In strong contrast, matrix tablets comprising one or more anionic polymers at the amounts specified herein (i.e., at about 30% to about 60% by weight of the tablet core) provided in vitro dissolution profiles that render those tablets suitable for once daily oral administration to a human. Also, strong tablets suitable for manufacture also at a large scale were obtained when using anionic polymers at the amounts specified herein. Such beneficial properties (e.g., suitable in vitro dissolution profile and tensile strength) were observed not only by including one type of anionic polymer, but also by combining two different types of anionic polymers (in particular, crosslinked acrylic acid polymer and sodium carboxymethylcellulose) in the tablet core. Such beneficial properties are also observed with a neutral polymer alone at the amounts specified herein (i.e., at about 5% to about 25% by weight of the tablet core). If more than one type of anionic polymer was included, beneficial properties were maintained over a wide range of weight ratios between those anionic polymers (see in particular Example 3).
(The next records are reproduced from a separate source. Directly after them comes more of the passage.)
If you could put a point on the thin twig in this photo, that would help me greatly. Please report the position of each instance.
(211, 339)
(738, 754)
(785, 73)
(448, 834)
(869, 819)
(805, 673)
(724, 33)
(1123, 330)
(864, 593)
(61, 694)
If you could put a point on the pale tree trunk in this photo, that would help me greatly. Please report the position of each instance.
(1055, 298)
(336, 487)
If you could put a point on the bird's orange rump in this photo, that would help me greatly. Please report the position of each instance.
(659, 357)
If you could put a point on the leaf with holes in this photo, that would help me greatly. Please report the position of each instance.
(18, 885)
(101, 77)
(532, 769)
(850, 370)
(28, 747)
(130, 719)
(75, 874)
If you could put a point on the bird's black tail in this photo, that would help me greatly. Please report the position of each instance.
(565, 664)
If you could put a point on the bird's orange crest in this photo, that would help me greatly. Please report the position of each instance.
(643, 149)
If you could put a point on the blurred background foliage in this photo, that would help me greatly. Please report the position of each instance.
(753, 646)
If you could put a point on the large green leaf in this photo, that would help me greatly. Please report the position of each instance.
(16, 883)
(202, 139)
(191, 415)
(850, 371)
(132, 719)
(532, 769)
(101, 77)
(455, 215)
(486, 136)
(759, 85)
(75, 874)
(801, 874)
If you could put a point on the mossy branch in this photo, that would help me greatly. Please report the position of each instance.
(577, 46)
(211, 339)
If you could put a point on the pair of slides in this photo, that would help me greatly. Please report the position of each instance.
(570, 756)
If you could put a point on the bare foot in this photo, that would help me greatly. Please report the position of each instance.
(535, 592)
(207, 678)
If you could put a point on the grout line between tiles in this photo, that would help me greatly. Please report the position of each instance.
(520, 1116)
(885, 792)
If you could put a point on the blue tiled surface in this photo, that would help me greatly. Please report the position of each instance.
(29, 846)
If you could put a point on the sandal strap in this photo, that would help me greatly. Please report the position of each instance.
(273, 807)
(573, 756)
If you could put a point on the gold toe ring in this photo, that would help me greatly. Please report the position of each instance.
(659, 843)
It was also shown that the in vitro dissolution profiles of matrix tablets comprising one or more anionic polymers at the amounts specified herein were generally independent of the specific manufacturing process and the specific manufacturing scale. Further, the in vitro dissolution profiles of matrix tablets comprising one or more anionic polymers and/or one or more neutral polymers at the amounts specified herein are generally independent of the specific manufacturing process and the specific manufacturing scale. However, comparison of different manufacturing processes revealed that the roller compaction process was particularly favorable for production of the sustained release dexpramipexole formulations of the present disclosure. The roller compaction process was shown to be, for example, very robust as it reduced variability between dissolution profiles of different formulations (see in particular Example 4). Example 5 provides a detailed description and evaluation of such a beneficial manufacturing process according to the present disclosure.

The tablets formulated according to the present disclosure were further demonstrated to be stable over several weeks under CRT conditions (see in particular Example 6).

Two exemplary tablet formulations (“slow” and “fast”) comprising anionic polymers in the amounts as described herein were prepared for evaluation in clinical trials (see in particular Examples 7 and 8).

Following the studies described above, further matrix tablet formulations were prepared. Advantageously, these formulations comprise one or more anionic polymers (carbomer and sodium carboxymethylcellulose), one or more neutral polymers (hypromellose, hydroxypropyl cellulose, and poly(ethylene oxide)), or a combination of one or more anionic polymers with one or more neutral polymers at the amounts specified herein. Although some studies (see Example 1) indicated that when hydrophilic neutral polymers (in particular hypromellose) were included in sustained release, once daily formulation did not result in an in vitro dissolution profile of dexpramipexole that would make the tablets suitable for once daily oral administration to a human, further studies evaluated the amount of neutral polymer in the tablet core. Example 9 provides a detailed description and evaluation of such advantageous formulations. Specifically, a matrix tablet formulation comprising one or more neutral polymers constituting about 5% to about 25% by weight of the tablet core results in an in vitro dissolution profile of dexpramipexole that would make the tablets suitable for once daily oral administration to a human.

The five matrix tablet formulations described in Example 9 comprising one or more anionic polymers and/or one or more neutral polymers in the amounts as described herein were also prepared and evaluated in clinical trials.